Squla
Voor alle vakken van de basisschool
Voor alle vakken van de basisschool
In de Nederlandse taal kan een werkwoord in verschillende tijden voorkomen. Als je kind begint met taal, komt hij vooral in aanraking met de tegenwoordige tijd en de verleden tijd. Naarmate hij in een hogere groep komt, leert hij steeds meer tijden kennen. Zo krijgt je kind op den duur te maken met de voltooide en onvoltooide tijd. Doordat de voltooide en onvoltooide tijd weer verschillende vormen hebben, weet je kind misschien niet precies hoe hij deze tijden toepast. Wil je voorkomen dat hij hierbij de fout in gaat? Help je kind dan een handje om de voltooide en onvoltooide tijd onder de knie te krijgen. Op deze pagina lees je alles over beide tijden en kan je kind oefenen met de voltooide en onvoltooide tijd.
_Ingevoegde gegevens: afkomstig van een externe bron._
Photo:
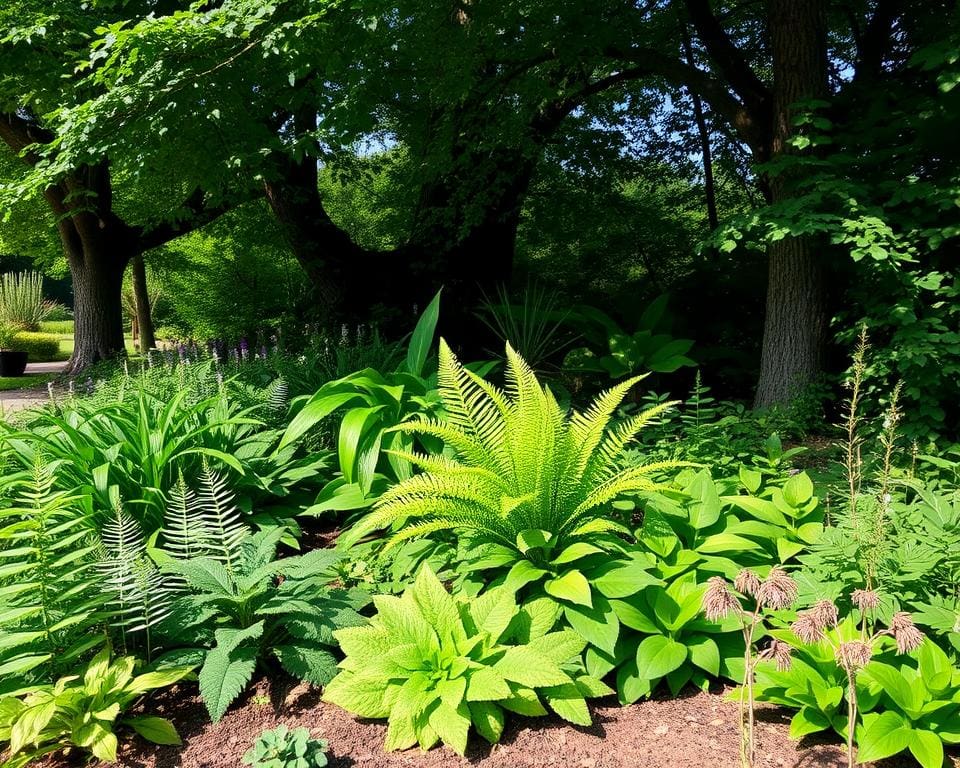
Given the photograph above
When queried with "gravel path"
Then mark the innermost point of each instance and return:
(19, 399)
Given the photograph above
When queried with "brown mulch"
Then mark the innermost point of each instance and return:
(697, 729)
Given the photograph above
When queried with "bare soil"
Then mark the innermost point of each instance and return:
(697, 729)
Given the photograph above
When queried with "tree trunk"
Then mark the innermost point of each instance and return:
(704, 135)
(795, 327)
(97, 312)
(141, 296)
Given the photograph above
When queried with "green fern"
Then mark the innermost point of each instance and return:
(205, 523)
(50, 604)
(140, 597)
(262, 606)
(521, 462)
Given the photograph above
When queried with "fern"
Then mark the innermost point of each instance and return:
(49, 599)
(521, 463)
(140, 597)
(263, 605)
(205, 523)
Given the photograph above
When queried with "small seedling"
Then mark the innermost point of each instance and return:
(283, 748)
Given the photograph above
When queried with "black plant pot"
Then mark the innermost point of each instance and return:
(12, 363)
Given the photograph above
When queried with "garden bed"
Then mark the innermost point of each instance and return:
(696, 729)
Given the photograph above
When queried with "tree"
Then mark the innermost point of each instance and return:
(99, 202)
(474, 93)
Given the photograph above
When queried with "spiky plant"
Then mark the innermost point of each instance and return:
(50, 606)
(140, 597)
(204, 523)
(525, 477)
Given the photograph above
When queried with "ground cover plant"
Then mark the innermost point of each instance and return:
(574, 567)
(472, 381)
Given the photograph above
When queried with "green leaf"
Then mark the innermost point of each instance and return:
(436, 605)
(572, 586)
(560, 647)
(361, 694)
(452, 725)
(888, 734)
(894, 685)
(927, 748)
(486, 684)
(576, 551)
(228, 668)
(526, 666)
(750, 478)
(598, 624)
(704, 507)
(157, 730)
(487, 719)
(622, 579)
(808, 720)
(422, 338)
(524, 702)
(568, 702)
(533, 538)
(720, 543)
(305, 662)
(705, 654)
(658, 656)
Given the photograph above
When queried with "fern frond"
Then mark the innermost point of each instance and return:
(221, 519)
(604, 461)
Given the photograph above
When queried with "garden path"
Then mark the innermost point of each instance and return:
(18, 399)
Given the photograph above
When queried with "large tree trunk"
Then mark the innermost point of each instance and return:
(795, 327)
(141, 298)
(97, 311)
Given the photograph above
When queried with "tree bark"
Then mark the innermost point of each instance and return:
(97, 310)
(795, 326)
(141, 297)
(709, 187)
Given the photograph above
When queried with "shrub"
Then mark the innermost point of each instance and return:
(21, 300)
(59, 313)
(529, 489)
(64, 326)
(40, 347)
(8, 334)
(435, 666)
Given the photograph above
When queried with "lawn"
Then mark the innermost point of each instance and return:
(30, 381)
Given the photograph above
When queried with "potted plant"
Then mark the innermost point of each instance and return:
(12, 362)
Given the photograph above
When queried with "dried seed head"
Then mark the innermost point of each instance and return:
(905, 632)
(777, 591)
(825, 613)
(718, 600)
(808, 628)
(865, 599)
(747, 582)
(855, 655)
(781, 653)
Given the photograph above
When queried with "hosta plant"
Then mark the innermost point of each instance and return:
(749, 599)
(83, 712)
(282, 748)
(251, 606)
(527, 488)
(832, 680)
(437, 666)
(670, 641)
(921, 708)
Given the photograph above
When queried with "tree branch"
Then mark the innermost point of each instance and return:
(200, 216)
(19, 132)
(727, 57)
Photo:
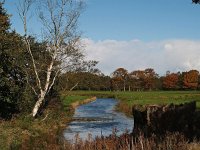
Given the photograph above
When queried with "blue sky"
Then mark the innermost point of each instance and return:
(159, 34)
(145, 20)
(132, 19)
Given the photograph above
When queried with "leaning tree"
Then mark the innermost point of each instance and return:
(59, 20)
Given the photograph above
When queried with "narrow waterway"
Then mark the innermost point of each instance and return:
(98, 118)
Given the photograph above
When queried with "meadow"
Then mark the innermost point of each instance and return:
(142, 98)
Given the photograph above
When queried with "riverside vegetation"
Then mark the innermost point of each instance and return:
(29, 71)
(45, 132)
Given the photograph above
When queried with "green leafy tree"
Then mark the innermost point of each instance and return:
(12, 79)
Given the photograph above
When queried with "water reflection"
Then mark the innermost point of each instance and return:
(98, 118)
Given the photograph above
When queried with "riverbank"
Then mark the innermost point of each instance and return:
(44, 132)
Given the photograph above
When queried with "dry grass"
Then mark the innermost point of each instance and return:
(171, 141)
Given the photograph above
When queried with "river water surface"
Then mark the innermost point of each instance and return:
(98, 118)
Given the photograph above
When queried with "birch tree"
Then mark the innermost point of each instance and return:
(59, 20)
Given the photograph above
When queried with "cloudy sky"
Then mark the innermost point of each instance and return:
(137, 34)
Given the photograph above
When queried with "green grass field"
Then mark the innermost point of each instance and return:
(144, 98)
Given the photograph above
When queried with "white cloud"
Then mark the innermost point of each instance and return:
(173, 55)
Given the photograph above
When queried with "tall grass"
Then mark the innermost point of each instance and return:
(173, 141)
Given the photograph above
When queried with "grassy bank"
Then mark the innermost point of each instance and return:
(127, 99)
(44, 132)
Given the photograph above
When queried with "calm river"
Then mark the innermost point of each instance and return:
(98, 118)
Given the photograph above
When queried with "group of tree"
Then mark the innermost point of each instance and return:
(30, 67)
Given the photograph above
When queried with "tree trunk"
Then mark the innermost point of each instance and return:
(38, 103)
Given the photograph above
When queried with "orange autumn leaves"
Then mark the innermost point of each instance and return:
(148, 79)
(184, 80)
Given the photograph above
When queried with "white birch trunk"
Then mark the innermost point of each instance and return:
(41, 98)
(38, 104)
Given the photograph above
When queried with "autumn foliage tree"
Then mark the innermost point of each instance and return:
(170, 81)
(191, 79)
(119, 78)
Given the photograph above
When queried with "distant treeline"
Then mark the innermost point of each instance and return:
(138, 80)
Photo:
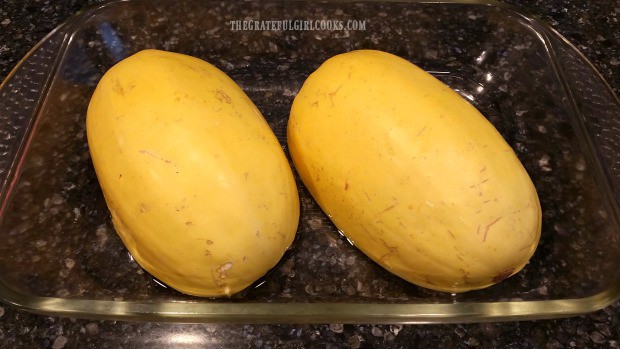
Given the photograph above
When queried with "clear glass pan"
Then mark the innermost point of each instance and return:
(59, 253)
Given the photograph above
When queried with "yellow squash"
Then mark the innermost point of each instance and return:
(199, 188)
(412, 173)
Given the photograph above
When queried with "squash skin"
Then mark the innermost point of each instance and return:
(199, 188)
(413, 174)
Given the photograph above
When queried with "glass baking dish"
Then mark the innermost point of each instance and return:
(59, 252)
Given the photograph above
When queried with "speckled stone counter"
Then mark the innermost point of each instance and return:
(592, 26)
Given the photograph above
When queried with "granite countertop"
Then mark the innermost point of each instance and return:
(592, 26)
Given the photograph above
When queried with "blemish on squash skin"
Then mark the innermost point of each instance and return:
(223, 269)
(486, 229)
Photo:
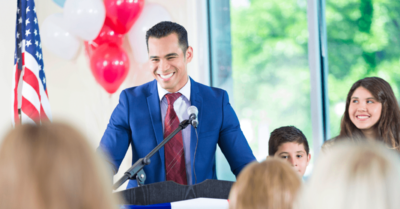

Wanneer werkwoorden alleen maar in de voltooide of onvoltooide tijd konden staan, zouden deze werkwoordsvormen niet bijzonder lastig zijn. Helaas zijn er van beide vormen een aantal verschillende werkwoordstijden. Zo kan je kind te maken krijgen met de onvoltooid tegenwoordige tijd, de onvoltooid verleden tijd, de voltooid tegenwoordige tijd en de onvoltooid tegenwoordige tijd. Hieronder wordt er kort uitleg gegeven over deze vier werkwoordstijden. Je leest bovendien over de varianten met de toekomende tijd, zodat jij je kind straks alles over de voltooide en onvoltooide tijd bij kunt brengen.
Staat een werkwoord in de onvoltooid tegenwoordige tijd? Dan wordt er een activiteit of toestand uitgedrukt die nog bezig is of op korte termijn plaatsvindt. Hieronder volgen een aantal voorbeelden van zinnen die in de onvoltooid tegenwoordige tijd staan.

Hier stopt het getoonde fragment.